In [1]:
import subprocess
import sys
import os
import shutil
import pandas as pd
import numpy as np

In [2]:
def shell_do(command, log=False, return_log=False):
    print(f'Executing: {(" ").join(command.split())}', file=sys.stderr)

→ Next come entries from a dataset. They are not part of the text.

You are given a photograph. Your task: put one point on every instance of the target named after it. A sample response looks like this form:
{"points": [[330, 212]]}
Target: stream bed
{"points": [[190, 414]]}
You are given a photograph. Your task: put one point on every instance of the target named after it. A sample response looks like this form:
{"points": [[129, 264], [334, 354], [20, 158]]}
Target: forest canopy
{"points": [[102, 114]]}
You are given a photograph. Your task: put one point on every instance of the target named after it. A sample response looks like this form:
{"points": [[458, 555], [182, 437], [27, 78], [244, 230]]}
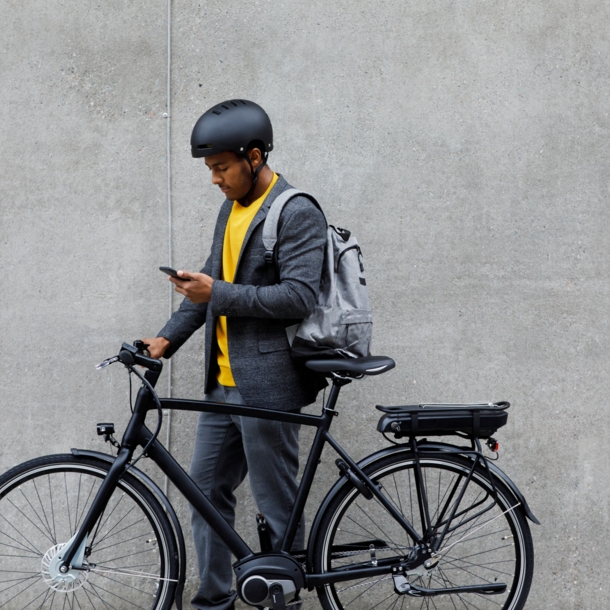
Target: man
{"points": [[246, 304]]}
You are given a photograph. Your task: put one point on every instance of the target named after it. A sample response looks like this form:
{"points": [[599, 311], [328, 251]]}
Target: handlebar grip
{"points": [[129, 354]]}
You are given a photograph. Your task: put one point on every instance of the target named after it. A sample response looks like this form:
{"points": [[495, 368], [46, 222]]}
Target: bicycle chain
{"points": [[311, 595]]}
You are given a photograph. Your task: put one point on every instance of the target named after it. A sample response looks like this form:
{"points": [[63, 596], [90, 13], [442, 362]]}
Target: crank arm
{"points": [[488, 589]]}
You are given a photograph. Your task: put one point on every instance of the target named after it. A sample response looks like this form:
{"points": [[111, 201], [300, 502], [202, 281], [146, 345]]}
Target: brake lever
{"points": [[107, 362]]}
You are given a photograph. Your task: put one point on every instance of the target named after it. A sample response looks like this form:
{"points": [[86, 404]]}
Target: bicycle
{"points": [[419, 524]]}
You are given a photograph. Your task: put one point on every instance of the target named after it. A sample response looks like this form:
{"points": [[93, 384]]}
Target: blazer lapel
{"points": [[280, 186], [219, 238]]}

    res=subprocess.run(command.split(), stdout=subprocess.PIPE)

    if log:
        print(res.stdout.decode('utf-8'))
    if return_log:
        return(res.stdout.decode('utf-8'))

In [3]:
#set paths
basedir = '/data/songy4/tes'
datadir = f'{basedir}/data_folder'
twasdir = f'/data/songy4/twas'
fusiondir = f'{twasdir}/fusion_twas'
sumstat_path = f'{datadir}/meta.txt'
top_dir = f'{basedir}/output/top_case'
anal_dir = f'{basedir}/output/analysis_case'
fusion_ldref_basename = f'{fusiondir}/LDREF/1000G.EUR'
fusion_post_script = f'{fusiondir}/FUSION.post_process.R'

!mkdir --parents output/top_case
!mkdir --parents output/analysis_case

#!for i in {1..22}; do mkdir --parents output/analysis_case/PD.$i; done;

In [5]:
#check shape of .dat files
gene_ls = []
for i in range(1, 23):
    pd_i = pd.read_csv(f"{basedir}/output/pd_case/PD_case.{i}.dat", sep='\t', index_col=False)
    print('number of rows in PD.' + str(i) + '.dat:', pd_i.shape[0])
    gene_ls.append(pd_i.shape[0])
print('number of rows in dat files', gene_ls)
##row numbers are number of genes per chromosom

number of rows in PD.1.dat: 1007
number of rows in PD.2.dat: 653
number of rows in PD.3.dat: 710
number of rows in PD.4.dat: 362
number of rows in PD.5.dat: 229
number of rows in PD.6.dat: 579
number of rows in PD.7.dat: 796
number of rows in PD.8.dat: 251
number of rows in PD.9.dat: 178
number of rows in PD.10.dat: 245
number of rows in PD.11.dat: 896
number of rows in PD.12.dat: 668
number of rows in PD.13.dat: 78
number of rows in PD.14.dat: 309
number of rows in PD.15.dat: 454
number of rows in PD.16.dat: 548
number of rows in PD.17.dat: 444
number of rows in PD.18.dat: 82
number of rows in PD.19.dat: 384
number of rows in PD.20.dat: 127
number of rows in PD.21.dat: 17
number of rows in PD.22.dat: 362
number of rows in dat files [1007, 653, 710, 362, 229, 579, 796, 251, 178, 245, 896, 668, 78, 309, 454, 548, 444, 82, 384, 127, 17, 362]


In [6]:
#check null value in TWAS.P in each dat file
for i in range(1,23):
    pd_i = pd.read_csv(f"{basedir}/output/pd_case/PD_case.{i}.dat", sep='\t', index_col=False)
    print('Number of null value in TWAS.P in pd_' + str(i) + ':', pd_i['TWAS.P'].isnull().sum())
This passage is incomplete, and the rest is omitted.